I used their Resonator str8ngs which have been discontinued.


----------



## sitka.bc (Apr 14, 2018)

NashvilleDeluxe said:


> They've certainly revised the branding and look, but I'm not sure the string has changed. They used to be "Superior Performance," and now are "Authentic Superior Performance." A rose by any other name...
> 
> The "SP" designation now only exists with the (ugh) coating. What used to be the SP4200 is now the MA550.
> I just ordered in a bunch of the MA540's, since I can't get my preferred SP4100's anymore.
> Authentic Acoustic SP®


You can still get the regular uncoated Martin SP strings, but most of the main retailers in this country just sell the Lifespan SP coated ones.

EDIT: Oh no they did change it, and probably will charge more. Authentic Acoustic SP®

I've had good tones and string life with the Martin Retro line.


----------



## NashvilleDeluxe (Feb 7, 2018)

sitka.bc said:


> You can still get the regular uncoated Martin SP strings, but most of the main retailers in this country just sell the Lifespan SP coated ones.
> 
> EDIT: Oh no they did change it, and probably will charge more. Authentic Acoustic SP®
> 
> I've had good tones and string life with the Martin Retro line.


I just saw a (very dry) video about the changes yesterday. Here's the video...skip to 1:00 




Summary:
1. They tin-plate over the core wire for corrosion/longevity, which explains the colour change Rollingdam noticed on the plain strings.
2. The Lifespan line got revamped entirely. My prediction: they will suck as much as any other coated string. Not that I have formed a strong opinion or anything ; ) 

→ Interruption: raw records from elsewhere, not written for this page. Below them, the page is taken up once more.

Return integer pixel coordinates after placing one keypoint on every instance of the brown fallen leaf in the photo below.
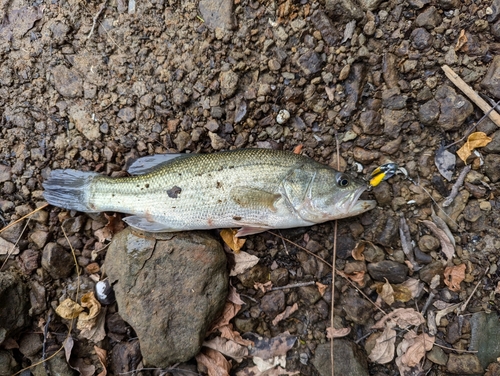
(285, 314)
(402, 317)
(229, 237)
(243, 261)
(412, 349)
(446, 245)
(383, 351)
(69, 309)
(212, 362)
(332, 333)
(474, 141)
(453, 276)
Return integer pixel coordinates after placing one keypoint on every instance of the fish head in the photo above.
(334, 196)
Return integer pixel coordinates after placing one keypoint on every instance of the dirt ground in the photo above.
(91, 86)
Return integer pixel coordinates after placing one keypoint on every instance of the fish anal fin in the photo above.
(249, 230)
(145, 224)
(248, 197)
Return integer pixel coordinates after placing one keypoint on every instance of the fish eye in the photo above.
(342, 180)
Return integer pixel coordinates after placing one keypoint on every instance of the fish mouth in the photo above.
(357, 206)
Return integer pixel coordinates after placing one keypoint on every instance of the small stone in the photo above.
(56, 261)
(127, 114)
(492, 167)
(67, 82)
(273, 302)
(393, 271)
(463, 364)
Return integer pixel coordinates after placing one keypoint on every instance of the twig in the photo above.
(473, 96)
(456, 186)
(293, 285)
(94, 20)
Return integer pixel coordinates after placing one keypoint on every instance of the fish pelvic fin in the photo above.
(69, 189)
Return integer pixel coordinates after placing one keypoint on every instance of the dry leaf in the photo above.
(337, 333)
(229, 237)
(446, 245)
(264, 287)
(228, 348)
(285, 314)
(321, 288)
(412, 350)
(357, 252)
(453, 275)
(69, 309)
(243, 262)
(358, 277)
(383, 351)
(102, 355)
(475, 140)
(402, 317)
(213, 363)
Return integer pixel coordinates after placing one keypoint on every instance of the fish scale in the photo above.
(255, 189)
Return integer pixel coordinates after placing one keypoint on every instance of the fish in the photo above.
(254, 190)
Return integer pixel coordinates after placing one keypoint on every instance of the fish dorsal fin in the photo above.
(254, 198)
(297, 185)
(150, 163)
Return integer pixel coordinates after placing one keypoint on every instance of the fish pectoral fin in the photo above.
(149, 163)
(249, 230)
(143, 224)
(254, 198)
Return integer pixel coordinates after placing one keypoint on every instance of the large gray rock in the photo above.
(14, 304)
(169, 288)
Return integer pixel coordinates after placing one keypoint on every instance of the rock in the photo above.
(182, 278)
(5, 173)
(8, 248)
(127, 114)
(56, 261)
(217, 13)
(492, 167)
(125, 357)
(310, 62)
(67, 82)
(80, 116)
(454, 108)
(228, 83)
(485, 331)
(354, 87)
(464, 364)
(348, 359)
(273, 302)
(357, 308)
(393, 271)
(8, 364)
(325, 26)
(429, 18)
(421, 39)
(491, 81)
(13, 305)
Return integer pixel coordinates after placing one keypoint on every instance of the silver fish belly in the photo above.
(253, 189)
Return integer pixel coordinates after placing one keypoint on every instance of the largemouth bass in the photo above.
(251, 189)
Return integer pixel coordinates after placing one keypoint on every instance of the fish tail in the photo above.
(69, 189)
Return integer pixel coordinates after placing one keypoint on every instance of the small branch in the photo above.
(456, 186)
(473, 96)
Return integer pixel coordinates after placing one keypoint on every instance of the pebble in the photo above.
(67, 82)
(393, 271)
(348, 359)
(56, 261)
(492, 167)
(491, 81)
(192, 274)
(273, 303)
(463, 364)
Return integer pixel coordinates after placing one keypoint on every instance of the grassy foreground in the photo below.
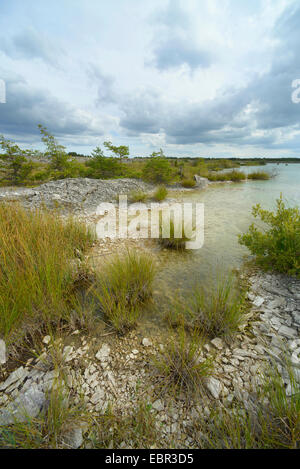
(36, 275)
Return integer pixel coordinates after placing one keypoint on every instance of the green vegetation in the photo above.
(174, 239)
(160, 194)
(217, 313)
(48, 430)
(180, 366)
(123, 286)
(188, 183)
(158, 169)
(120, 152)
(137, 430)
(101, 167)
(259, 176)
(138, 196)
(277, 246)
(36, 275)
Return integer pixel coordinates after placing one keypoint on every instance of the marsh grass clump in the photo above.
(217, 312)
(123, 286)
(236, 176)
(138, 196)
(259, 176)
(277, 246)
(176, 239)
(49, 429)
(180, 365)
(271, 422)
(36, 272)
(135, 430)
(160, 194)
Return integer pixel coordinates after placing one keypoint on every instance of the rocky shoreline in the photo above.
(119, 372)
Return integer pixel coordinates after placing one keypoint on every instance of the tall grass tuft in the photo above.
(173, 242)
(123, 286)
(217, 312)
(49, 429)
(36, 273)
(180, 365)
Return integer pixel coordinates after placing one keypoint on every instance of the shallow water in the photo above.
(227, 214)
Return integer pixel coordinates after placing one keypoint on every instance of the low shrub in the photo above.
(188, 183)
(138, 196)
(160, 194)
(277, 246)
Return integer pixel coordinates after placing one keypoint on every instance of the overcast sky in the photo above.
(194, 77)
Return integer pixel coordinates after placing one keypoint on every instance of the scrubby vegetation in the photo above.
(138, 196)
(160, 194)
(158, 169)
(123, 287)
(217, 313)
(36, 275)
(259, 176)
(188, 183)
(276, 245)
(180, 366)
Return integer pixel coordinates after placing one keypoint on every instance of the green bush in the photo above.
(160, 194)
(102, 167)
(259, 176)
(138, 196)
(277, 246)
(188, 183)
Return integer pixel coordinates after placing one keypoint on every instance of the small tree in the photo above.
(158, 169)
(17, 167)
(102, 167)
(278, 246)
(120, 152)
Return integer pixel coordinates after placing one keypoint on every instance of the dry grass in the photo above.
(36, 275)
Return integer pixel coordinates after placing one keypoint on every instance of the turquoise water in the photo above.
(227, 214)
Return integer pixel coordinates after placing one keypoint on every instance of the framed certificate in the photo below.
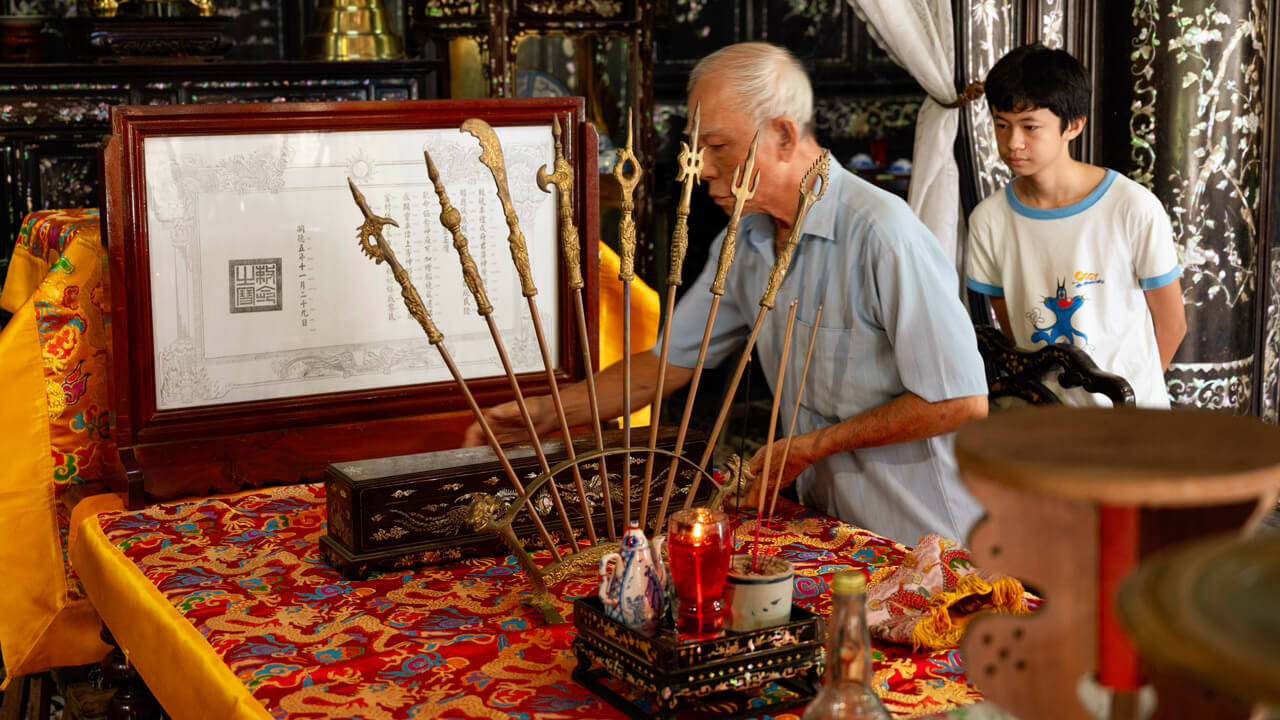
(255, 343)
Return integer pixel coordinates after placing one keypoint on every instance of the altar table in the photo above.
(56, 424)
(228, 610)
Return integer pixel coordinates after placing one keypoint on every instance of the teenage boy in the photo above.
(1069, 253)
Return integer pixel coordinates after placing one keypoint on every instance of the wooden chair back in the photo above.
(1020, 374)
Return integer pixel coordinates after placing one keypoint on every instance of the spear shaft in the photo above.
(379, 250)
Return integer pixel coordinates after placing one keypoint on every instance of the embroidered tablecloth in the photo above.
(228, 610)
(56, 425)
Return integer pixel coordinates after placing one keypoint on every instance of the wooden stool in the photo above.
(1211, 610)
(1074, 497)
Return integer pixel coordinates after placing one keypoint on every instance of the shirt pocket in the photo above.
(828, 390)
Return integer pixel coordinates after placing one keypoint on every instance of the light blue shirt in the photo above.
(891, 323)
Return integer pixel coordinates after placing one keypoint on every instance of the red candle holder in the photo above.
(699, 543)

I just tore a set of Elixir Nanowebs off my HD 28, after one week. The wound strings were fraying (probably just the coating) just behind the soundhole where the pick makes contact. Every couple of years I convince myself to try coated strings in the hopes that they've improved. It's like eating KFC or dating a redhead...the moment you do it, the regret washes over you.


----------



## mawmow (Nov 14, 2017)

I will hunt and buy the end of the line low prices of those I like before they disappear...
and reappear under another name at higher price ! :-(


----------



## sitka.bc (Apr 14, 2018)

Try out the Martin Retro strings, they last a long time and you can hear the tonewoods of your guitar come through more.


----------



## Wardo (Feb 5, 2010)

NashvilleDeluxe said:


> I just tore a set of Elixir Nanowebs off my HD 28, after one week. The wound strings were fraying (probably just the coating) just behind the soundhole where the pick makes contact. Every couple of years I convince myself to try coated strings in the hopes that they've improved. It's like eating KFC or dating a redhead...the moment you do it, the regret washes over)




Yeah I will remove new strings in a day or 3 if I don’t like them.

I put a set of elixir PB mediums on my D18 sept 19 and no fraying so far even though I’ve been playing that guitar a lot lately. Although I’ve had elixirs get fuzzed up before - I use a heavy pick and play pretty hard. These strings are still sounding good and work well with my D18 for my vocal range.

My HD28V doesn’t like elixir PB or elixir 80/20s. Best I’ve found for that guitar are the soon to be extinct MSP4200s but they have more string squeak than the elixirs.

HD35CS has elixir 80/20s on it now to try them. They are not too bad on that guitar but probably go back to MSP4200s or whatever the new version is for those.

My D18 hadn’t been getting played that much for the year or two because I didn’t like it that well for vocal but putting elixir PBs on it got me using it again although it could just be that my voice has changed a bit.

They are all good flat pickin guitars but I find that how a guitar hooks up with my voice is also a big part of it so will compromise on other things in order to get that working right.


----------



## NashvilleDeluxe (Feb 7, 2018)

You're totally right...there is no one perfect string for all guitars. Or application. I have Elixirs on my Seagull, because it goes to campfires and parties sometimes, and I need a prophylactic barrier to keep Johnny Marshmallow's sticky fingers at bay as he plays a 2 chord version of "American Pie." Ugh.


----------



## Wardo (Feb 5, 2010)

Ended up buying 20 sets of MSP 4200s should last awhile if I only use them on the 28V.

String selection on the other guitars is pretty much settled but might play around with the HD35 a bit more as the elixir 80/20 mediums are a bit thin on that guitar; maybe try Martins new version of PB mediums (Authentic ?) but haven’t seen them in stores yet. 

Martin seems to have a fixation on the word "Authentic" - previously with respect to some of their guitars and now with regard to their strings. Nice to know that after 185 years they've managed to distinguish between what is authentic as opposed to what is not.


----------



## Wardo (Feb 5, 2010)

Oughta last awhile ...lol


----------



## Guest (Oct 31, 2018)

NashvilleDeluxe said:


> It's like eating KFC or dating a redhead...the moment you do it, the regret washes over you.


No regrets


----------



## Wardo (Feb 5, 2010)

Looks almost real. Is that the one that costs 10 grand.



Player99 said:


> No regrets


----------



## NashvilleDeluxe (Feb 7, 2018)

You won't even see it coming. It'll be a quiet dinner for two. You'll ask, "could you pass the butter, please?" And she'll stand up and yell, "...is that what SHE does? Does SHE pass the butter for you?"

And then you'll be stabbed. 

You've been warned. 



Player99 said:


> No regrets


----------